Most Promising Business: Net Tuition Growth After Scholarships

Scholarships and waivers represent structural deductions on headline tuition, but net tuition growth is positioned to improve as revenue scales with enrollment expansion and program mix. The forecasted 28.38% year-over-year increase in total revenue suggests that net tuition (tuition and services minus scholarships/waivers) will climb materially, aided by disciplined discount rates around key intake periods. Operational improvements, campus utilization efficiency, and administrative cost controls can deepen operating leverage, which aligns with the nearly 50% year-over-year EBIT growth forecast. This dynamic is strategic for Laureate Education Inc., as it enhances the cash conversion cycle and supports higher-quality earnings reflected in the projected EPS of $0.79, up 88.09% year over year. Monitoring discount rate normalization and student financing availability remains important to confirm sustainability through subsequent quarters.

Stock Price Drivers This Quarter

The equity narrative hinges on whether Laureate Education Inc. can deliver on the sharp year-over-year improvements implied by the EPS and EBIT forecasts while sustaining revenue momentum into subsequent intake cycles. Surprise potential is tied to enrollment quality and program mix shifts, which can influence realized discount rates and margin profile even without explicit gross margin guidance. The last quarter’s 8.58% year-over-year revenue growth, juxtaposed with a 0.74% year-over-year dip in EBIT and a 58.93% drop in adjusted EPS, sets a conservative comparison base; any outperformance on margins this quarter would likely be received positively by the market.

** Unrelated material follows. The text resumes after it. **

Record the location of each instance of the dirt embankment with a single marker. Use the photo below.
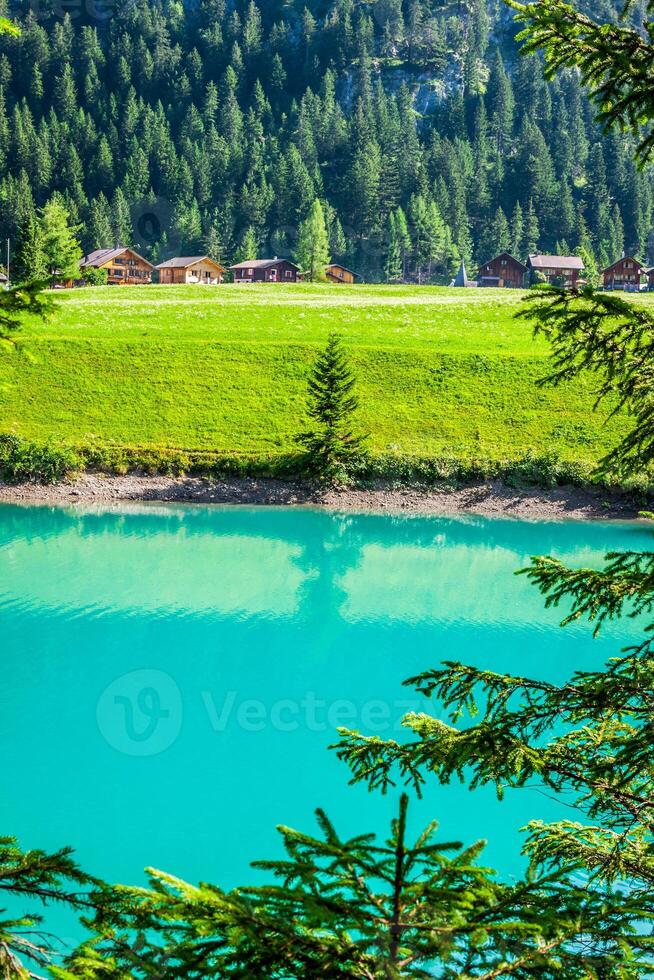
(492, 498)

Furthermore, execution in the tuition and educational services core, coupled with stable macro backdrops in key geographies, should define sentiment. Conversely, heavier-than-expected scholarship activity or cost inflation across campuses could pressure the translation of revenue growth into earnings.

Analyst Opinions

Recent institutional commentary skews positive: one highlighted note reaffirmed a Buy rating with a $36.00 target, reflecting confidence in margin progression and intake-driven revenue growth. The ratio of bullish to bearish opinions stands at 100% bullish and 0% bearish in the collected period, so this preview reflects the majority view. The bullish stance centers on the sizable year-over-year acceleration projected for EPS and EBIT, interpreting it as evidence of operational leverage across Laureate Education Inc.’s portfolio. Supportive enrollment trends, program mix optimization, and disciplined discounting underpin expectations for improved profitability despite last quarter’s adjusted EPS decline. From a market positioning perspective, the anticipated revenue uplift to $528.30 million, together with a 49.88% rise in EBIT and an 88.09% EPS increase, forms the crux of the constructive outlook heading into October 21, 2025 (20260219) Pre-Market.

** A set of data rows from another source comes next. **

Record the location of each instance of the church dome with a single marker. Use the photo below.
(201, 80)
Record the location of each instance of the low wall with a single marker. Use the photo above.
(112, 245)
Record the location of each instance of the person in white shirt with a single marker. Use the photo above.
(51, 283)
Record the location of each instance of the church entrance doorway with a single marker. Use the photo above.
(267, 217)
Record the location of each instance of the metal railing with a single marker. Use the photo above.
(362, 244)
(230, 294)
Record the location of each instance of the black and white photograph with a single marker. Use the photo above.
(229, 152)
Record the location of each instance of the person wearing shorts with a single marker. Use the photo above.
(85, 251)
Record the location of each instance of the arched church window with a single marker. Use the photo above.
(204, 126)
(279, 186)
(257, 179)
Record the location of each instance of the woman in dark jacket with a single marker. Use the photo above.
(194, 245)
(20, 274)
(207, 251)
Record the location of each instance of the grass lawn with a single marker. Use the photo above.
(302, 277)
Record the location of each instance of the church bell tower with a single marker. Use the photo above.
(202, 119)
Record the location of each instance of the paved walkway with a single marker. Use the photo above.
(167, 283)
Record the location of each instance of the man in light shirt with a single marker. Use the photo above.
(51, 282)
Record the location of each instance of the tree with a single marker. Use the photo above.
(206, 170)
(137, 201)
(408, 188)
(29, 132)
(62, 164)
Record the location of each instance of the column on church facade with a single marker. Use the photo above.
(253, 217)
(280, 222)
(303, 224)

Disclaimer: Investing carries risk. This is not financial advice. The above content should not be regarded as an offer, recommendation, or solicitation on acquiring or disposing of any financial products, any associated discussions, comments, or posts by author or other users should not be considered as such either. It is solely for general information purpose only, which does not consider your own investment objectives, financial situations or needs. TTM assumes no responsibility or warranty for the accuracy and completeness of the information, investors should do their own research and may seek professional advice before investing.